Lather. Rinse. Repeat.

The longer you date, the more you will notice that you keep getting asked the same questions over and over and over again. It doesn’t matter if it’s online during the messaging stage or in person when you meet. The same ones always seem to come up, and you can feel like a broken record on an endless loop, repeating yourself forever. It’s exhausting. At one point I was seriously considering starting up a document on my phone with the paragraphs all pre-written, so I could just copy and paste the answers in every time I was asked a question that felt like a rerun. I still might; sometimes I can be pretty lazy.

There’s a few important things to remember when you start to feel this way. First, if they are sending you questions then at least they are actually trying to get to know you. You could have just gotten a list of demands or a dick pick or an invitation to a hotel room or something. Second, you may have heard this question a hundred times, but they haven’t heard your answer at all. It’s old hat to you, but you are still new to them. Third, and possibly most important, consider this; if they ask you a question and you answer it, you get to ask it back with the reasonable expectation of a response. It might start an actual conversation. If you have been online dating for long you know how hard that can be.

If you are also considering setting up a few prepared answers, want a little preview into what you will inevitably be asked eventually, or need ideas for starting a conversation, here are the most asked questions I’ve received while online dating.

“How are you?” Generic. Boring. Uninspired. But at the same time, it is how most conversations with people you already know start, so it’s not entirely unfair. It even has the potential to show genuine care or concern. It most likely doesn’t, but the possibility is there at least. The biggest issue with this question is that in most cases you are going to get too short of an answer or too long of one. It’s not technically a closed question, but it is very easy to answer with just one word. Good. Fine. OK. Or if it goes the other way you might wind up with a 3-page diatribe about how they are feeling about something that happened at work or with an ex. Valuable information maybe, but not something you need right now.

“What’s up?” Or it’s backwoods cousin “Sup?” Similar to “How are you?”, this is a very common message, and a very lazy one. Let’s face it; if you were currently up to anything really interesting you wouldn’t be online answering your messages. Yet somehow something that used to be an actual exploratory question about why someone was contacting you has turned into an introduction designed to force the recipient to say something that entertains the sender.  

“What do you do for fun?” Depending on your dating platform this question is either good or lazy. If you are on something like Tinder that doesn’t allow you much space to write a profile then it is good, the person messaging you is trying to find out what you like, if you have any compatible interests, what kind of free time you have, etc. However, if you are on a site like Plenty of Fish and have completed your profile then this information should already be out there for them to see. By messaging you and asking you something they could see with just one mouse click they are telling you that they aren’t interested enough to do even that.

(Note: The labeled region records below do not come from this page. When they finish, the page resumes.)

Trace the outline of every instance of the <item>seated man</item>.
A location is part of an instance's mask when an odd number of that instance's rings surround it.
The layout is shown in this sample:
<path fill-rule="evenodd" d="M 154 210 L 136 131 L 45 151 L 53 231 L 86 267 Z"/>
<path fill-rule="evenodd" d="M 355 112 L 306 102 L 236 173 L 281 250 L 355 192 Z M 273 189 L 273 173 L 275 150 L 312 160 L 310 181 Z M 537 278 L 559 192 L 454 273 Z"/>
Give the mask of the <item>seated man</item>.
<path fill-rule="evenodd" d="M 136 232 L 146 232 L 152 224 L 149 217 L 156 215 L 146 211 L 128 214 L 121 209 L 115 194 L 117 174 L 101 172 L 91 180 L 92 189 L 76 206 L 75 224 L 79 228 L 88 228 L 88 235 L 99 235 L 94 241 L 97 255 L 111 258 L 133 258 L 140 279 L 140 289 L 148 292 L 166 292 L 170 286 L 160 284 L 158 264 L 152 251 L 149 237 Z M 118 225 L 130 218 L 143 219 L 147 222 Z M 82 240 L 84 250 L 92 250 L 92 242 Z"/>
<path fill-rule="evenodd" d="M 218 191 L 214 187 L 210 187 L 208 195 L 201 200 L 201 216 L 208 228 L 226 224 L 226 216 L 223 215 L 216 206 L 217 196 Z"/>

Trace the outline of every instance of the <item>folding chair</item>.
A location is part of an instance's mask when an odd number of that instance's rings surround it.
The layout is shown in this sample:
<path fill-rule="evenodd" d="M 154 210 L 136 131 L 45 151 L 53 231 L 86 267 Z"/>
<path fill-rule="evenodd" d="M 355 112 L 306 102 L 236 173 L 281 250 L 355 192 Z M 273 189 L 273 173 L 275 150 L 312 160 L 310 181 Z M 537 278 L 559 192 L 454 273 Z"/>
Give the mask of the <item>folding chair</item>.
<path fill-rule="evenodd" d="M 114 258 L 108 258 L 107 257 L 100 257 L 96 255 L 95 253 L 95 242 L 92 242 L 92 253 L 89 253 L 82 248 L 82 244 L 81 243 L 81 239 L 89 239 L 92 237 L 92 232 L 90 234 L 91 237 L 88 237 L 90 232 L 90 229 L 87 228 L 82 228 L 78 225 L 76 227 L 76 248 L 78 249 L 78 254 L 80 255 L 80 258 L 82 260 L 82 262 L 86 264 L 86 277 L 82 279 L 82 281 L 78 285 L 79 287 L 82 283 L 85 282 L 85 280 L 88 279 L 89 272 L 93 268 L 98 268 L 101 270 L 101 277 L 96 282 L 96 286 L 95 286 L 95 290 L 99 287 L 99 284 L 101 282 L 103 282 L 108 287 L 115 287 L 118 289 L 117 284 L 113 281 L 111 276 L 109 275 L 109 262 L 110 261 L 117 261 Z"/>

“What are you looking for?” This is a great question, if you know the answer. If you don’t, well, you are probably going to fumble a few times trying to give one. In general, it’s a good idea to know what you want before you go looking for it, but when it comes to dating, most people don’t. Answering this a few dozen times might actually help you figure that out.  

“Why are you single?” In my opinion this question is a little mean, even when asked in the most flattering way. First, it is very difficult to answer with any kind of positive spin. ‘I’m picky’, ‘I haven’t found what I’m looking for’, and ‘I am only recently single’ all have negative connotations that go along with them. And those are the easy answers. Second, a person who has been online dating for a while is probably already asking themselves that question. The realization that finding someone online isn’t fast or easy hits us all differently, but having someone else point out to you that you haven’t found someone yet and that they can’t see why is hard for anyone to hear. Particularly if they wind up being yet another person that isn’t for you.